Recently providing December 2017 CPI Y/Y at 3.0% (on line with expectations), December Retail Price Index at 278.1 (consensus: 277.6), December PPI at 0.4% (consensus: 0.2%) and November Unemployment Rate at 4.3% (lowest rate since 1975 and maintained for three months in a row), UK is presenting strong economic data and remains in a comfortable position lately: equities rather present steady numbers (FTSE 100: +20.16% since referendum and -0.42% YTD; FTSE 250: +18.39% and -0.77% YTD); the GBP/USD pair is almost at its level before Brexit referendum (-4.94% since its fall in June – July 2016, at 1.42) and stays admissible for GBP/EUR (-12.73% since referendum, at 1.14), providing valuable exchange rate pass-through advantage; inflation is also stabilizing for the first time in six months (valued at 3.0% in 2017); on the other side however, we observe a sharp decrease in UK GDP growth on a Y/Y basis, valued at 1.70% as of September 30th 2017.
Officially leaving the European Union in March 29th 2019, plan that was confirmed yesterday by Philip Hammond, Chancellor of the Exchequer at the WEF, UK is facing serious difficulties in the coming Brexit negotiation.

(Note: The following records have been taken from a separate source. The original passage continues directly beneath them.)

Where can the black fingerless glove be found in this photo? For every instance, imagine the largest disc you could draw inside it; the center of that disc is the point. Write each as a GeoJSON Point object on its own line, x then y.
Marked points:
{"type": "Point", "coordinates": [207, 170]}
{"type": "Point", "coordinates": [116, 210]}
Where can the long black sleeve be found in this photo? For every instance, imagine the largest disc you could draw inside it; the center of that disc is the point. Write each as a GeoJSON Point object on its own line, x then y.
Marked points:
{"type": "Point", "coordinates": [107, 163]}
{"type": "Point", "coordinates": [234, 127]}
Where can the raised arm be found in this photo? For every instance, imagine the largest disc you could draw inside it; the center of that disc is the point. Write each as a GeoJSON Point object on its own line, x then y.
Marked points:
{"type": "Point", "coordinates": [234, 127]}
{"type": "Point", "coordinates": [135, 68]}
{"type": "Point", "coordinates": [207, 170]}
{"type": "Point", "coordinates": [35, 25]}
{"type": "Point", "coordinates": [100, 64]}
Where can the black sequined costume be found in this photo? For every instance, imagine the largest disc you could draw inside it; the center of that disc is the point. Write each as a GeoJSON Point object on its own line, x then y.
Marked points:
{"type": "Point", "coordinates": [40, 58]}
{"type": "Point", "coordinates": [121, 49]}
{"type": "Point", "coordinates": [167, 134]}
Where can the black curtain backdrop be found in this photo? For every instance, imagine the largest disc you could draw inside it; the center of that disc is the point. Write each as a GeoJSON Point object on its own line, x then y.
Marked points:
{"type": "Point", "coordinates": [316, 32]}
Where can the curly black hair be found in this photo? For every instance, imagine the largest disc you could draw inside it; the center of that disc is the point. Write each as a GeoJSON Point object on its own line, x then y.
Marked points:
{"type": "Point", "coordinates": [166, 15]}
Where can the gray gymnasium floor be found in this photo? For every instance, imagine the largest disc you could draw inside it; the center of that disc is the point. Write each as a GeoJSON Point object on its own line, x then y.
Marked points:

Firms in the banking industry are also hesitant as to shifting their headquarter out of Britain, a sector that represented GBP 124.20 billion in 2016, 7.2% of total UK gross value added.
Though the UK economics for the 2017 period are positive and give signs of recovery, we prevail a prudent stance, as economic conditions can change very quickly. We are expecting today’s December 2017 GDP Y/Y growth rate to be at 1.50%, among the lowest growth rate within the G20. In our scenario, uncertainty surrounding Brexit outcomes could strongly hamper UK business and household consumption in 2018.